Examples of fatigue and time-interval-based rules:

  • X number of instances within a period (i.e., 20 jobs within 10 hours)

  • Consecutive number of X type of work within a specific period (such as seven installation jobs in a day)

  • X number of days of consecutive work—irrespective of a specific period or duration (for example seven working days in a row)

  • X number of hours over X duration (i.e., 60 hours in one week)

Sources of rule complexity

Rules that deal with time are inherently complex. The following sections cover specific sources of complexity that can affect how you implement the rules, namely definitions of time, different time zones, and performance requirements.

Definitions of time

Differences in time period definitions and units of time need to be considered, for example:

  • The dynamic and variable nature of defining the windows of time the rules are evaluating.

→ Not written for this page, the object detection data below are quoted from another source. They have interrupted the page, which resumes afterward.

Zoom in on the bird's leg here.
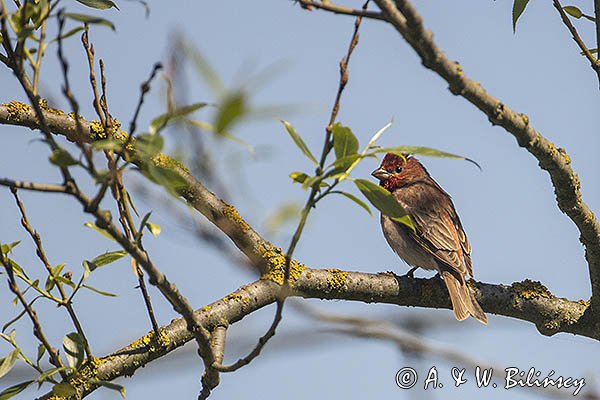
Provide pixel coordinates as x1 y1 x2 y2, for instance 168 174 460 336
404 267 419 279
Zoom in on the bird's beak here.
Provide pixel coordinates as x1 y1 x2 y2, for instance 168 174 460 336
371 167 392 181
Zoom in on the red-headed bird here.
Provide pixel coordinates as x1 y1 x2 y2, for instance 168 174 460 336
371 153 487 324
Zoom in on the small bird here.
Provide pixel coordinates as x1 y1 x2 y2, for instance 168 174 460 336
371 153 487 324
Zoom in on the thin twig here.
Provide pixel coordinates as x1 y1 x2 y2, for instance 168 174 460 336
0 252 68 379
298 0 386 21
10 187 93 359
128 63 163 138
0 178 67 193
213 300 284 372
553 0 600 82
81 24 106 129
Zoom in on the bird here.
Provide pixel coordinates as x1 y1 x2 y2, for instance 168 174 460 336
371 153 487 324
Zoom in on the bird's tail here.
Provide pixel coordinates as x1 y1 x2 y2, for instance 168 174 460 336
441 271 487 324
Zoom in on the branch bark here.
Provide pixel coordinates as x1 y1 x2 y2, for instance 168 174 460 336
374 0 600 314
0 102 600 398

For example, what is a week for the customer; does it align with a calendar week?

  • Defining the start/end times of a single day (to be able to calculate “a day’s work”, you’ll need to define the start and end of a day); does it align with a calendar day? Or does the customer have a differing 24hr period that they consider to be a day? When daylight savings time is in play, for example, a day might be 23 or 25 hours long.

  • Rules based on a rolling time window are generally of higher complexity than other rules—complexity exists in both the implementation of the rule and in optimizing the rule for performance.

  • The evergreen nature of a schedule within the defined windows of time, that is, the summation of hours for each period must be kept up to date.

Different time zones

The complexity of time zone transitions within the days/weeks/months of the period being evaluated need to be considered. For example, if a resource transitions between time zones within a day, the logic will need to determine and then convert the start/end times if required. All times need to be converted to UTC for the Rules service.

Performance requirements

Time-interval-based rules must be implemented in an optimized way. Since rate limiting is in place for system protection, any sub-optimal implementations will result in processing and performance delays for the custom rules and, subsequently, a degraded user experience. Optimizing a rule essentially means that it’s getting, creating, and/or processing data in the most efficient manner.

To help support the need for optimization, we strongly recommend that you implement a custom object that captures the work details for a “day” or “week“. These details could include the start and end time or period, and any rollups or summaries, e.g., total hours. This aids in the efficient implementation and behavior of the custom rules. An example of this is included below.

Note: Time-interval-based rules can be implemented without the use of custom objects and instead directly query the job allocation records on a point-in-time and on-demand basis, but it would likely result in excessive processing power requirements and delays.

Practical example

This example shows the steps required to implement a rule to help meet the following business requirement:

There must be at least 10 hours between the resources’ estimated clock-out times and the next day’s clock-in times.

The steps cover scenario-specific instructions for this use case as well as general guidance that can be applied to similar rule implementations.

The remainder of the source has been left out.